Un programme d’échanges culturels entre quatre villes japonaises et des partenaires africains a été suspendu après une polémique née d’une rumeur sur l’immigration clandestine. L’affaire met en lumière l’influence des fausses informations et la sensibilité persistante de l’opinion publique japonaise sur la question migratoire.
Fin août, les municipalités de Kisarazu, Imabari, Nagai et Sanjo avaient été choisies pour accueillir un projet de coopération avec le Ghana, le Nigeria, le Mozambique et la Tanzanie. L’initiative devait renforcer les liens culturels et éducatifs par des échanges de jeunes et des actions locales.
Peu après l’annonce, un communiqué erroné émanant du Nigeria a laissé entendre que le Japon allait instaurer un visa spécial permettant à des ressortissants africains de vivre et de travailler dans ces villes. Bien que rapidement rectifiée, l’information a été massivement partagée en ligne, donnant naissance à une rumeur sur une ouverture migratoire inédite.
Sur les réseaux sociaux japonais, le projet a été présenté comme un vecteur d’immigration de masse. En quelques jours, les municipalités concernées ont reçu une avalanche de réactions : certaines ont enregistré jusqu’à deux cents appels quotidiens et plus d’un millier de courriels. De nombreux messages exprimaient des inquiétudes virulentes, souvent teintées de xénophobie.

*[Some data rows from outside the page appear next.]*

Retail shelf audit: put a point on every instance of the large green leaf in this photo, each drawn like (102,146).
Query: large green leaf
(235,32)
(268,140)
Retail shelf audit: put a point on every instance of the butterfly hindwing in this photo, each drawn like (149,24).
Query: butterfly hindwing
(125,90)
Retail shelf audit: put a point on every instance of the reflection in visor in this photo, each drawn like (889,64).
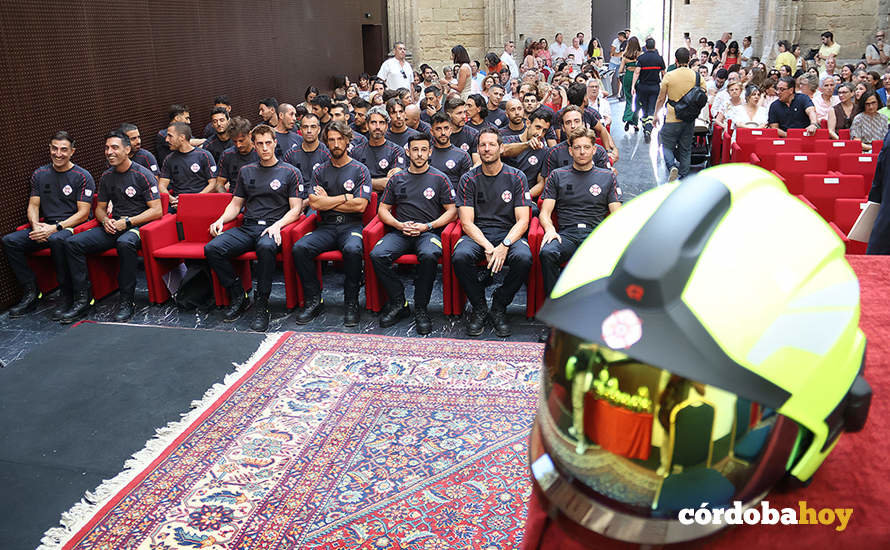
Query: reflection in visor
(643,440)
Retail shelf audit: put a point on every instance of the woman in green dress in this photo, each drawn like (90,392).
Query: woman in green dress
(628,63)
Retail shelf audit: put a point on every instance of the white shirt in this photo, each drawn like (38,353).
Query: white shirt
(510,63)
(391,72)
(558,50)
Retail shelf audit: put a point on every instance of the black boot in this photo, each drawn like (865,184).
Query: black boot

Sous la pression et face au climat de confusion, les autorités locales ont décidé de suspendre l’initiative. Elles ont rappelé que ce programme n’était en aucun cas lié à la politique migratoire, mais ont estimé que son maintien était devenu impossible.
Cet épisode souligne la vulnérabilité des projets de coopération internationale face aux campagnes de désinformation et rappelle la persistance des tensions au Japon autour de l’accueil des étrangers. Malgré un vieillissement démographique rapide et une main-d’œuvre en recul, les résidents étrangers représentent à peine 3 % de la population. Pourtant, les discours populistes appelant à renforcer les contrôles migratoires continuent de gagner du terrain.